When the evening of the lecture approached and only a few tickets had been sold, the lecturer was desperate.

"Fuller," he said, "there'll be nobody in Cooper Union that night but you and me. I am on the verge of suicide. I would commit suicide if I had the pluck and the outfit. You must paper the house, Fuller. You must send out a flood of complimentaries!"

"Very well," said Fuller. "What we want this time is reputation, anyway—money is secondary. I'll put you before the choicest and most intelligent audience that was ever gathered in New York City."

Fuller immediately sent out complimentary tickets to the school-teachers of New York and Brooklyn—a general invitation to come and hear Mark Twain's great lecture on the Sandwich Islands. There was nothing to do after that but wait results.

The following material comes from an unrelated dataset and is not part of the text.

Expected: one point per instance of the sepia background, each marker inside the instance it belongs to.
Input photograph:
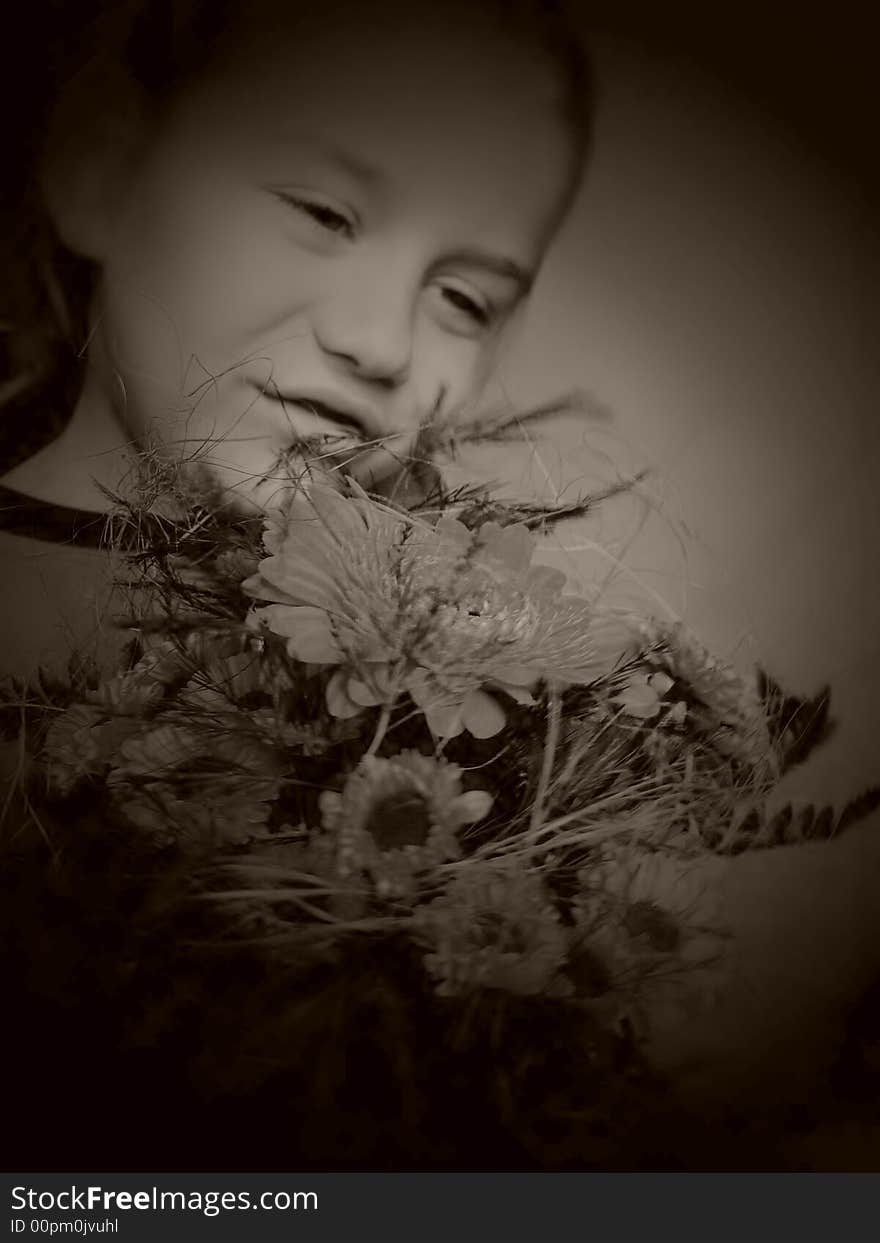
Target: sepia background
(715, 298)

Mark Twain had lost faith—he did not believe anybody in New York would come to hear him even on a free ticket. When the night arrived, he drove with Fuller to the Cooper Union half an hour before the lecture was to begin. Forty years later he said:

"I couldn't keep away. I wanted to see that vast Mammoth Cave, and die. But when we got near the building, I saw all the streets were blocked with people and that traffic had stopped. I couldn't believe that these people were trying to get to the Cooper Institute—but they were; and when I got to the stage, at last, the house was jammed full—packed; there wasn't room enough left for a child.